3.2 Extraction Results and Discussions提取结果与讨论

All data sources have their own characteristics, nevertheless they representsubjects in a similar manner, which makes it possible to integrate these at-tributes. 所有数据源都有其自身的特征,但是它们以相似的方式表示对象,这使得整合这些属性成为可能。
Resources that have infobox information are much less than ones with categories. Unfortunately, the quality of these categories are not very high due tothe reason that encyclopedia editors usually choose category names casually andmany of them are not used frequently.

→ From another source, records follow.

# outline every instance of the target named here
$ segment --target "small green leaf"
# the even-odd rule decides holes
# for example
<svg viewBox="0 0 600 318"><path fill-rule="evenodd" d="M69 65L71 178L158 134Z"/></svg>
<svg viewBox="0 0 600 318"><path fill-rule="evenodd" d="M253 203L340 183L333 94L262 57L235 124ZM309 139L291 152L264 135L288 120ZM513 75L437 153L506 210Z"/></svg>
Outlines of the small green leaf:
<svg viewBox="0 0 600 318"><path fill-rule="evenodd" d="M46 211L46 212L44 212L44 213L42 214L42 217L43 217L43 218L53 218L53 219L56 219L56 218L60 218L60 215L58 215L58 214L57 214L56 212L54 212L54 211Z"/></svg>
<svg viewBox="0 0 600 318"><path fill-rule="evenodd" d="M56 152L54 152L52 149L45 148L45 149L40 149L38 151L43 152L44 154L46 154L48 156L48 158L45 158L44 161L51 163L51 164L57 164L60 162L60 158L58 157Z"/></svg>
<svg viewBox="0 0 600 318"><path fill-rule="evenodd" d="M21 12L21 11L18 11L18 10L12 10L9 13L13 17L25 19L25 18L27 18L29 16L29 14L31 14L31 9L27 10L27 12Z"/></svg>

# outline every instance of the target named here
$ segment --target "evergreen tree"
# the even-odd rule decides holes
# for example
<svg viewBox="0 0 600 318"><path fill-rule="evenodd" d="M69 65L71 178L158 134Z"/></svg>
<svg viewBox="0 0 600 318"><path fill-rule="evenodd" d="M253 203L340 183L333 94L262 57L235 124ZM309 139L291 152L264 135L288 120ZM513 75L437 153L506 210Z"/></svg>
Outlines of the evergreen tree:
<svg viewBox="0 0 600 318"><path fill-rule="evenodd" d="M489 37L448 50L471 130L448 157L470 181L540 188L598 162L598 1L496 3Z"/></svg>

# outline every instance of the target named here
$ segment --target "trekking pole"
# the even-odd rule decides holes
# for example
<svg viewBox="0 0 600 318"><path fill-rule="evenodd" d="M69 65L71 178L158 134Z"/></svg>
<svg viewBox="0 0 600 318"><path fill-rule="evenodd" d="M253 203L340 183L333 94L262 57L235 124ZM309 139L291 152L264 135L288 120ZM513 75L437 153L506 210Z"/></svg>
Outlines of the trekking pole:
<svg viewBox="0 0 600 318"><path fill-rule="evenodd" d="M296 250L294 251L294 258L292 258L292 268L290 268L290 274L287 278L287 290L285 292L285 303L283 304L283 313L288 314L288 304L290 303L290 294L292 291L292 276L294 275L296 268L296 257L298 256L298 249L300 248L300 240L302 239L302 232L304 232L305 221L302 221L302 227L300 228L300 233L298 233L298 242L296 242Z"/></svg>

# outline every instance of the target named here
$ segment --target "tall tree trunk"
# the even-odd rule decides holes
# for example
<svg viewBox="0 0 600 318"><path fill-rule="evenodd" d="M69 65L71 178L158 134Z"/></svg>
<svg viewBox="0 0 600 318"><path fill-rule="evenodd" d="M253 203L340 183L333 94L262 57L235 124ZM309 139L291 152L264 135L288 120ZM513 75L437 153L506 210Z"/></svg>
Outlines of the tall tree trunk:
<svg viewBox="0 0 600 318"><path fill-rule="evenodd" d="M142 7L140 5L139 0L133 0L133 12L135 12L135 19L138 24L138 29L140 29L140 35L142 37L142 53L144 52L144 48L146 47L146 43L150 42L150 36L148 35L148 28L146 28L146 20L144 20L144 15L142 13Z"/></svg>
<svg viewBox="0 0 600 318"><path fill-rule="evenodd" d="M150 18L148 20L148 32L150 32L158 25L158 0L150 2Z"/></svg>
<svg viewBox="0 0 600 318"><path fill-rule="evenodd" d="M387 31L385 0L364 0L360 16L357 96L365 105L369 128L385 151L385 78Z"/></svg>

Thus we adopt some Chinese words segmentation techniques to refine these categories, and then choose some commoncategories to map them to YAGO categories manually.具有信息框信息的资源比具有类别的资源少得多。 不幸的是,由于百科全书编辑者通常随便选择类别名称并且其中许多不经常使用,因此这些类别的质量不是很高。 因此,我们采用一些中文分词技术来细化这些类别,然后选择一些通用类别以手动将它们映射到YAGO类别。

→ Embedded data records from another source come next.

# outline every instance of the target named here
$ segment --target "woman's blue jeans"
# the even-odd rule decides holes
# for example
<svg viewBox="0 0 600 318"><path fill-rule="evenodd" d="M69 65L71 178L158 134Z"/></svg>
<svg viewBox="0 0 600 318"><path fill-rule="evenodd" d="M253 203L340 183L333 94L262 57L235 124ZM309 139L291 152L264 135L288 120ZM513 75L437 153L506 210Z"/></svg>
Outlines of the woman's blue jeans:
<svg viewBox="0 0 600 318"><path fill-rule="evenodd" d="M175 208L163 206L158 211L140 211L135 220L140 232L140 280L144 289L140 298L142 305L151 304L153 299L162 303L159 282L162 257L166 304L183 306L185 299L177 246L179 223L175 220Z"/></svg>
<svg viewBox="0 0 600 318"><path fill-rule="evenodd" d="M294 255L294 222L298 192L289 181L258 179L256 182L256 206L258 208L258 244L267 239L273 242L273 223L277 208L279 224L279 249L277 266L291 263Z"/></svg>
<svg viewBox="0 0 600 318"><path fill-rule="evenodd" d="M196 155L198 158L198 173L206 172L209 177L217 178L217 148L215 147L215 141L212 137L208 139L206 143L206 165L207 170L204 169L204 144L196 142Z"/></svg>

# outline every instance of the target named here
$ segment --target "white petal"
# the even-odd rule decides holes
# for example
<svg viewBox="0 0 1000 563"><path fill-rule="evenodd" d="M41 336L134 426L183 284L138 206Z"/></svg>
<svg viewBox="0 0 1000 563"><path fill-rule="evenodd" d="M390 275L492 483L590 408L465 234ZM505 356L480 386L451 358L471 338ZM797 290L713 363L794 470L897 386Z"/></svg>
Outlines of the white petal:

4. Data-level Mapping among Different Datasets不同数据集之间的数据映射

Baidu Baike, Hudong Baike and Wikipedia have their own adherents. Most ofthe time, users edit a certain article by their personal knowledge and that leadto heterogeneous descriptions. Mapping these articles with various descriptionstyles can help to integrate these separated data sources as a whole. At thesame time, we try to bridge the gap between our Chinese knowledge base andEnglish one (the Linking Open Data). Descriptions in different languages of asame subject can supplement each other. We will introduce the methods we useto achieve these goals in next two sub-sections.百度百科,沪东百科和维基百科都有自己的支持者。 在大多数情况下,用户根据自己的知识并导致种类繁多的描述来编辑某篇文章。 用各种描述样式映射这些文章可以帮助将这些分离的数据源作为一个整体进行集成。 同时,我们尝试弥合中文知识库和英文知识库之间的鸿沟(链接开放数据)。 相同主题的不同语言说明可以互相补充。 在接下来的两个小节中,我们将介绍用于实现这些目标的方法。

4.1 Mappings within CLOD CLOD之间的映射

Two levels

  1. One is the practice of schema-level ontology matching.一种是模式级本体匹配的实践。
  2. The other one aims at matching instances andwe mainly focus on this kind of mapping discovery.另一个目标是匹配实例,我们主要关注这种映射发现。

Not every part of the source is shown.